Cotidiano

23.07.2007

JULHO 2007

Scliar e Temporão

Durante uma das pré-conferências de saúde, contei um relato feito por Moacyr Scliar, médico e escritor gaúcho que havia dito em sua coluna no jornal Zero Hora que havia participado, a convite da Folha de São Paulo, de um debate com o ministro da Saúde, José Gomes Temporão, a quem já conhecia: um experiente (ainda que relativamente jovem) profissional de saúde pública. Formado em Medicina, com doutorado em Medicina Social, professor e pesquisador, Temporão exerceu vários cargos de chefia e foi diretor do Instituto Nacional do Câncer. Ou seja: é do ramo. Um ministro da Saúde não precisa obrigatoriamente sê-lo - José Serra, que é economista, saiu-se bem em sua gestão -, mas é claro que conhecimento e experiência prévios ajudam. E o debate demonstrou-o. Temporão respondeu com desenvoltura todas as questões, graças a um conhecimento impressionante da conjuntura sanitária.

Saúde do homem

Claro que a tônica do debate foi a questão do aborto, que vem dando manchetes; mas muitos tópicos foram abordados e, ainda que o ministro não tenha solução para todos os problemas, tem projetos para ao menos tentar equacioná-los.
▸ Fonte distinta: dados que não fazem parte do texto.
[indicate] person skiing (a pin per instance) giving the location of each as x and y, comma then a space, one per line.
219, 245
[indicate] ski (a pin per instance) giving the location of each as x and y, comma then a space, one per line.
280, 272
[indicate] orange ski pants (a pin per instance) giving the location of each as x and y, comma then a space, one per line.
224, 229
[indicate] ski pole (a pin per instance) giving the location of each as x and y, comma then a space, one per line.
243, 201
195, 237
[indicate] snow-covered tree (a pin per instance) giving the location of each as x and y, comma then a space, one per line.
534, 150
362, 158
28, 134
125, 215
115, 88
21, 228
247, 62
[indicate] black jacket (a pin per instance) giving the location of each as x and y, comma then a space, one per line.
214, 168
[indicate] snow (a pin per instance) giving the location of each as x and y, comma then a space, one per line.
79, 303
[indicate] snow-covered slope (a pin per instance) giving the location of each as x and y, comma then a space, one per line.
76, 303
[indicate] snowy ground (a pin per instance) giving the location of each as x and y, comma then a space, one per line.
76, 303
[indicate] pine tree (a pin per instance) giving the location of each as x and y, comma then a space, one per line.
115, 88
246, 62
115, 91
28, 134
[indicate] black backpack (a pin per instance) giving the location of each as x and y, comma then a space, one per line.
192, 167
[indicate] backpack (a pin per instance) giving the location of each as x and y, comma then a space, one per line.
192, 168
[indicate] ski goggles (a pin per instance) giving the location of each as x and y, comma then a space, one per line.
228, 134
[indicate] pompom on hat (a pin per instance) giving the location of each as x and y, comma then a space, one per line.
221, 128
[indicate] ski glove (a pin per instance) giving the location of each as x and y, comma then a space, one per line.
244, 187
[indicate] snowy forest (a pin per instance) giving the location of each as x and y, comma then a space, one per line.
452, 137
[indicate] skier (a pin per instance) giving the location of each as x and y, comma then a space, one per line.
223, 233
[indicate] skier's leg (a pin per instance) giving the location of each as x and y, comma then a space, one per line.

E em algumas áreas está inovando. Por exemplo: faz parte de sua proposta um programa de saúde do homem. O que pode até surpreender. A saúde pública sempre falou em saúde da criança, do idoso, da mulher, grupos considerados - com base nos dados estatísticos - especialmente vulneráveis. E isto escamoteou o fato de que, na verdade, sexo frágil é o masculino. Homem está mais sujeito a doenças cardiovasculares, homem morre mais por acidentes e violências. Resultado: a expectativa de vida dos homens é bem menor que a das mulheres (é por isso, entre parênteses, que eles são tão disputados nos bailes da terceira idade, nos quais mulher dançando com mulher é coisa comum). No Brasil, as mulheres podem esperar viver mais de 75 anos; a expectativa de vida dos homens não passa de 68.

Calado, morrendo

A cultura favorece esta situação. Homem não chora, é o que ouvimos desde pequenos. Homem não chora homem não se queixa, homem agüenta calado a dor e o sofrimento. E, quando não dá mais para agüentar, homem morre. Em silêncio. Em conseqüência disto, os homens consultam pouco os médicos, não fazem exames de detecção de doenças. E aí de repente descobrem que estão com a pressão lá em cima. Ou com um câncer de próstata.

Inclusão digital

O ministério quer reverter esta situação. E nisto faz muito bem. A propósito, o ministro, que é um homem bem-humorado, fez uma piadinha: disse que toque retal agora se chama inclusão digital. Pois inclusão digital é algo de que os homens necessitam, e nos dois sentidos. Precisam aprender a se integrar com o mundo, via internet, e precisam examinar a próstata, assim como precisam fazer todos os outros exames que avaliam o estado de saúde. Se Temporão conseguir reverter a mentalidade vigente, terá feito uma grande coisa pela saúde pública.

Quem compra fora?

Constantemente a gente ouve críticas à própria população do município, emanada de lideranças, principalmente ligadas a setores organizados do comércio, dando conta da evasão de divisas. Será que o povo humilde (na grande maioria dos casos) que se desloca de ambulância ou vans para Toledo, Cascavel ou Curitiba, volta com sacolas cheias de compras? Duvido. Quem compra fora é a classe média, média alta ou alta (se é que tem isso por aqui). São essas classes sociais que inclusive, formam o próprio conglomerado do comércio.

Quem compra fora? II

Pela saúde, tenho acompanhado o deslocamento de pessoas, praticamente todos os dias para Toledo e Cascavel. São usuários do sistema de saúde que carecem de tratamento de média e alta complexidade, o que praticamente não é ofertado no município de origem. Municípios maiores do que Santa Helena, dentre os quais podemos citar Marechal Rondon e Palotina, também se obrigam a transportar para outros centros, seus doentes que precisam, via SUS, tratamento de uma complexidade mais apurada. Esses usuários, é bem verdade, tomam um cafezinho, fazem um lanche e às vezes podem até aviar uma receita, quando muito, mas insinuações que vão se fartar de compras é um tremendo descalabro.